Every so often a case comes along that splits the Ninth Circuit U.S. Court of Appeals almost perfectly along ideological lines. Such a case came today, as arguably the court's seven most conservative judges clamored to rehear a notable workplace privacy case to no avail.
Judges Sandra Ikuta, Diarmuid O'Scannlain, Andrew Kleinfeld, Richard Tallman, Consuelo Callahan, Carlos Bea and N. Randy Smith dissented from the denial of en banc review (.pdf) in Quon v. Arch Wireless, in which a Southern California police department snooped through a SWAT team officer's text messages.

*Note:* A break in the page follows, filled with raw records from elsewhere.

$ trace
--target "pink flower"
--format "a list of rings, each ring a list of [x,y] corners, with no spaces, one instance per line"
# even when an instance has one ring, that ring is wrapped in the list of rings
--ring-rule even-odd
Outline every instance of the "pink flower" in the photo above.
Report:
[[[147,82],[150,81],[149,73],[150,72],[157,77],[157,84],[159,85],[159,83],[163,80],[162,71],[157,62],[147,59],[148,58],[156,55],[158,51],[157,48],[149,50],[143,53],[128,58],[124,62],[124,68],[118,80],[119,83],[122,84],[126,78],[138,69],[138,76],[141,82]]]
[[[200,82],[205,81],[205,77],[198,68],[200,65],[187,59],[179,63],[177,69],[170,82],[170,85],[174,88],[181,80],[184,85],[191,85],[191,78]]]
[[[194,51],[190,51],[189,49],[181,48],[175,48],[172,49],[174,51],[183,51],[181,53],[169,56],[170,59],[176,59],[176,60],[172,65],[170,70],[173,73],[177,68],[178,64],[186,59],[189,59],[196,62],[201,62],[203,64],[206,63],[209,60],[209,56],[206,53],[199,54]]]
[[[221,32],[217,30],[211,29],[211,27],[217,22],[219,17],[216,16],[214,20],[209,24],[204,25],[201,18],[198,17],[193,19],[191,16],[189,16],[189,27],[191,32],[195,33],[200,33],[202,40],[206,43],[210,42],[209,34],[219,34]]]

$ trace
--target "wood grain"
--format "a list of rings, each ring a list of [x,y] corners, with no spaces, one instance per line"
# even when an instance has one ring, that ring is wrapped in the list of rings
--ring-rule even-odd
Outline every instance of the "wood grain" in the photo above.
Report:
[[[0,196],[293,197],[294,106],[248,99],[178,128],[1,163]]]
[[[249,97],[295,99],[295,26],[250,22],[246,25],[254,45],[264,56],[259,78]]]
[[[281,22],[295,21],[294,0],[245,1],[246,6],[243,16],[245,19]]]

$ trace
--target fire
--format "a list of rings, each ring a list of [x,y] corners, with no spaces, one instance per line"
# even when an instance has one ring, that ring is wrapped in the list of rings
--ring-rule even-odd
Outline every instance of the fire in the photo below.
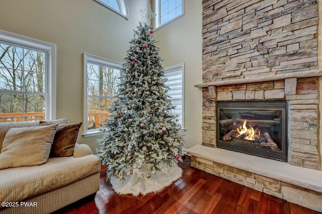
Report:
[[[244,122],[244,124],[243,126],[241,126],[239,128],[236,128],[237,129],[237,132],[238,134],[240,135],[244,135],[245,137],[245,139],[248,140],[249,141],[255,141],[255,130],[254,130],[254,128],[252,127],[252,126],[250,126],[250,128],[248,129],[246,127],[246,124],[247,123],[247,121],[245,120]],[[259,130],[258,131],[259,134],[260,134]]]

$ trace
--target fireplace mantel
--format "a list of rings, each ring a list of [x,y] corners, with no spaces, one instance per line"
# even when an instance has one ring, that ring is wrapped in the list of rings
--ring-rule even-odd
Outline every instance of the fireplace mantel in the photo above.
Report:
[[[228,80],[215,81],[213,82],[197,84],[195,85],[195,87],[197,88],[204,88],[210,86],[219,86],[223,85],[235,85],[237,84],[266,82],[268,81],[276,81],[292,77],[305,78],[312,77],[314,76],[322,76],[322,70],[319,69],[307,70],[294,73],[287,73],[281,74],[262,76],[257,77],[229,79]]]

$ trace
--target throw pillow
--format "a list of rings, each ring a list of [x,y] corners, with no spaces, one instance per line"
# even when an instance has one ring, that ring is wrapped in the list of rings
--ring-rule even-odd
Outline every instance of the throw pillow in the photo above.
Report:
[[[57,124],[12,128],[6,134],[0,153],[0,169],[47,162]]]
[[[58,124],[51,147],[51,157],[71,156],[74,153],[74,147],[82,122],[71,124]],[[46,121],[40,121],[40,126],[52,124]]]

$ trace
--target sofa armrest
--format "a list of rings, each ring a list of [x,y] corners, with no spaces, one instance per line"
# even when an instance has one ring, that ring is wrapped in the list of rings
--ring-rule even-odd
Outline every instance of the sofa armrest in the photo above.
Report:
[[[75,147],[74,147],[74,153],[72,156],[75,158],[79,158],[80,157],[92,155],[92,150],[91,150],[90,147],[87,145],[78,144],[76,143]]]

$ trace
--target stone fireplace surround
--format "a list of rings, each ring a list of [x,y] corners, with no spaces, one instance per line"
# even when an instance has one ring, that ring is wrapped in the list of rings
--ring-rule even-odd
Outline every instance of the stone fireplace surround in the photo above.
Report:
[[[202,5],[202,145],[188,150],[192,166],[322,212],[317,1]],[[217,100],[274,99],[288,103],[287,163],[216,148]]]
[[[254,189],[322,211],[318,150],[318,77],[322,70],[196,85],[203,91],[203,142],[192,165]],[[216,148],[218,100],[286,100],[288,162]],[[212,147],[210,148],[209,147]]]

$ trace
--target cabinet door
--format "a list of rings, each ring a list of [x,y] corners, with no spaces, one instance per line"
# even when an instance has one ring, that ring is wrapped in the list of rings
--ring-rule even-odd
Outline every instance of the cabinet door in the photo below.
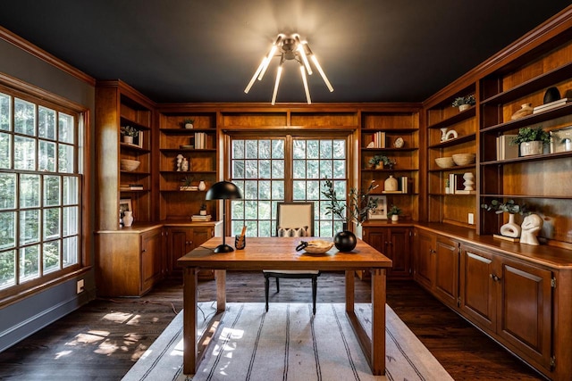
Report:
[[[405,278],[411,276],[410,231],[408,228],[391,228],[389,235],[386,235],[385,247],[389,258],[393,261],[393,266],[387,272],[388,277]]]
[[[483,328],[495,331],[493,255],[461,245],[460,309]]]
[[[518,352],[550,369],[552,274],[504,258],[501,269],[497,332]]]
[[[173,273],[181,273],[181,269],[177,263],[177,260],[193,249],[193,228],[170,228],[168,234],[168,272],[170,275],[172,275]]]
[[[435,294],[443,302],[458,305],[458,244],[444,236],[437,236],[435,253]]]
[[[161,277],[163,230],[156,229],[141,235],[141,293],[151,289]]]
[[[415,280],[428,289],[433,289],[435,278],[434,253],[436,236],[433,234],[417,230],[416,234],[415,266],[413,277]]]

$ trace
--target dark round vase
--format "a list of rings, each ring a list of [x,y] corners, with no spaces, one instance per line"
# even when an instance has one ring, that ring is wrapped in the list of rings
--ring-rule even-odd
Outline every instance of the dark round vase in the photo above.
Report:
[[[558,91],[557,87],[549,87],[546,93],[544,93],[544,104],[558,101],[559,99],[560,99],[560,92]]]
[[[341,252],[351,252],[357,244],[356,235],[349,230],[341,231],[333,237],[333,244]]]

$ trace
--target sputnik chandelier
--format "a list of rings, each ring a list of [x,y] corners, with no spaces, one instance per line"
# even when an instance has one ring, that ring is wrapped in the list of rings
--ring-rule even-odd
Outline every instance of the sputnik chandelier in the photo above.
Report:
[[[332,84],[322,70],[322,66],[320,66],[317,58],[315,58],[315,55],[314,55],[312,50],[310,50],[310,46],[308,46],[307,42],[300,41],[300,37],[298,33],[290,36],[286,36],[283,33],[281,33],[278,35],[276,41],[270,48],[268,55],[265,55],[263,58],[262,62],[260,62],[260,66],[258,66],[258,69],[257,69],[257,71],[255,71],[252,76],[252,79],[250,79],[250,82],[248,82],[248,85],[247,85],[247,87],[244,89],[245,93],[248,94],[248,91],[250,91],[250,87],[252,87],[256,79],[262,80],[265,73],[266,72],[266,69],[268,69],[268,65],[273,57],[280,57],[280,64],[278,66],[278,71],[276,72],[274,91],[272,95],[272,104],[276,103],[276,95],[278,94],[278,87],[280,86],[280,78],[282,74],[282,66],[284,62],[287,60],[296,60],[300,64],[300,75],[302,76],[304,91],[306,91],[306,100],[308,104],[312,103],[312,99],[310,98],[310,89],[307,87],[307,75],[312,75],[313,73],[309,61],[312,61],[314,63],[314,66],[322,76],[322,79],[330,92],[333,91]],[[308,57],[310,60],[308,60]]]

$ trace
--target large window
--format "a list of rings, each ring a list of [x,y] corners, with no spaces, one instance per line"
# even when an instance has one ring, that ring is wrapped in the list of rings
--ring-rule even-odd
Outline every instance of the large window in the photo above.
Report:
[[[275,236],[281,201],[315,202],[315,236],[332,236],[341,230],[341,221],[326,214],[322,191],[328,178],[338,195],[347,194],[347,146],[346,137],[233,137],[231,181],[244,198],[231,203],[231,234],[246,226],[248,236]]]
[[[0,295],[80,261],[78,124],[72,111],[0,92]]]

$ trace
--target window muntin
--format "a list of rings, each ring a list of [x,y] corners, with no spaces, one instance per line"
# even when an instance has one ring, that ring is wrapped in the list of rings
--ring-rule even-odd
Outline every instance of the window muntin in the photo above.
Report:
[[[231,203],[231,234],[240,234],[246,226],[249,236],[274,236],[276,203],[290,195],[293,201],[314,201],[315,236],[332,236],[342,223],[326,214],[329,202],[321,191],[324,179],[329,178],[335,180],[339,195],[347,194],[347,155],[346,137],[233,137],[231,181],[244,198]]]
[[[80,263],[80,114],[0,92],[0,295]]]

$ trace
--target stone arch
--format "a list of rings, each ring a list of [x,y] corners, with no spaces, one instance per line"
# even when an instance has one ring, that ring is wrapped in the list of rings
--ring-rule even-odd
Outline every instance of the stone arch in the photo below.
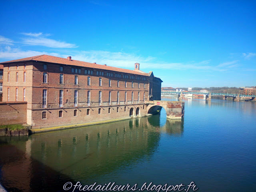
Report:
[[[140,108],[137,107],[136,109],[136,115],[138,115],[140,114]]]
[[[160,112],[163,107],[160,105],[153,105],[150,106],[150,108],[148,110],[148,114],[156,115]],[[165,109],[164,109],[165,110]],[[165,110],[166,111],[166,110]]]
[[[133,116],[133,114],[134,113],[134,112],[133,111],[133,108],[132,107],[130,110],[130,116]]]

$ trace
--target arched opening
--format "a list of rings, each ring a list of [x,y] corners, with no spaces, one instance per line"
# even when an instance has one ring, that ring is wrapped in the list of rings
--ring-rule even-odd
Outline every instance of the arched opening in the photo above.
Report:
[[[148,111],[148,114],[152,115],[148,118],[148,122],[154,126],[162,127],[165,125],[166,122],[166,112],[163,107],[159,105],[151,107]]]
[[[140,114],[140,108],[137,107],[136,109],[136,115],[138,115]]]
[[[133,108],[132,107],[130,110],[130,116],[133,116]]]

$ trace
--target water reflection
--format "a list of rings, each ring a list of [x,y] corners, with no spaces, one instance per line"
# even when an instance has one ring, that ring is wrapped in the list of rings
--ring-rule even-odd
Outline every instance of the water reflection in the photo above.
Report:
[[[50,190],[54,179],[62,185],[69,179],[100,182],[102,176],[150,159],[161,131],[177,135],[183,130],[183,122],[166,120],[164,114],[26,137],[2,137],[0,182],[20,191]],[[10,150],[15,159],[10,162],[10,154],[3,152]],[[54,189],[58,187],[62,188]]]

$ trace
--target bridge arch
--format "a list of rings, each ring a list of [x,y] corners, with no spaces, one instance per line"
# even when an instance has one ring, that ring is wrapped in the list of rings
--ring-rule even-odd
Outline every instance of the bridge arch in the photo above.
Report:
[[[182,119],[184,114],[184,102],[154,100],[149,101],[147,106],[148,113],[156,114],[164,108],[166,113],[166,117],[169,119]]]
[[[140,108],[137,107],[136,109],[136,116],[140,115]]]
[[[133,110],[133,108],[132,107],[130,110],[130,116],[133,116],[134,115],[134,110]]]

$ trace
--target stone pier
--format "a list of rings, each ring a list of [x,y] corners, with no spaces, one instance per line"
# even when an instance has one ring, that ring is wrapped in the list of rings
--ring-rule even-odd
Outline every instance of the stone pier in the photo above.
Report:
[[[166,112],[166,117],[171,119],[181,119],[184,116],[184,102],[182,101],[152,101],[147,104],[148,112],[154,106],[163,108]]]

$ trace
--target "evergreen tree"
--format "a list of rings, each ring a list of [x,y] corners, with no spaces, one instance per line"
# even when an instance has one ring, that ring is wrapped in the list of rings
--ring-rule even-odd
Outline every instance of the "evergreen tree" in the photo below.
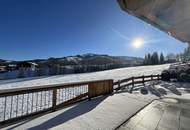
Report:
[[[163,55],[163,53],[161,53],[160,54],[160,64],[164,64],[164,61],[165,61],[164,55]]]
[[[151,62],[151,54],[150,53],[148,53],[148,56],[147,56],[148,58],[147,58],[147,64],[148,65],[151,65],[152,64],[152,62]]]
[[[145,57],[144,57],[144,64],[148,65],[148,56],[147,55],[145,55]]]

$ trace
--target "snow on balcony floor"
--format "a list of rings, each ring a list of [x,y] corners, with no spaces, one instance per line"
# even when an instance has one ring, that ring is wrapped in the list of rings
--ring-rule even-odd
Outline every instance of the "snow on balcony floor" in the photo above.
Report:
[[[127,67],[121,69],[106,70],[93,73],[84,74],[70,74],[70,75],[57,75],[49,77],[39,78],[25,78],[25,79],[14,79],[14,80],[0,80],[0,89],[10,89],[18,87],[32,87],[40,85],[50,84],[62,84],[70,82],[82,82],[91,80],[103,80],[103,79],[114,79],[121,80],[132,76],[161,74],[164,69],[168,69],[170,64],[165,65],[150,65],[150,66],[138,66],[138,67]]]
[[[157,98],[129,93],[103,96],[4,129],[111,130]]]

Pointed remarks, after the jump.
A three-judge panel led by Clinton appointee Kim McLane Wardlaw had ruled in June that the Ontario Police Department violated Officer Jeff Quon's Fourth Amendment rights. The OPD had a written policy allowing it to review employee e-mail messages, but the local commander had told officers they wouldn't review text messages so long as officers reimbursed the department for excessive use charges. Eventually the commander, Lt. Steve Duke, grew tired of acting as bill collector, and the next thing you know internal affairs was poring over raunchy messages between Kuon, his wife and other members of the force.
In Tuesday's dissent, Ikuta charged Wardlaw and her panel colleagues with "hobbl[ing] government employers from managing their workforces" and flouting U.S. Supreme Court precedent. In particular, Ikuta wrote that SWAT team members could not reasonably expect that communications occurring during "highly charged, highly visible situations" would not be subject to review by an investigating board, during litigation arising from a SWAT team incident, or news media outlets.
In a separate order Tuesday (.pdf), Wardlaw fired back, saying, "No poet ever interpreted nature as freely as Judge Ikuta interprets the record on this appeal." It sounds like debate within the Ninth Circuit was pointed, as Wardlaw allowed herself a gloat: "That our opinion follows Supreme Court precedent and accords with our sister circuits is obviously why this appeal failed to win the support of a majority of our active judges for rehearing en banc."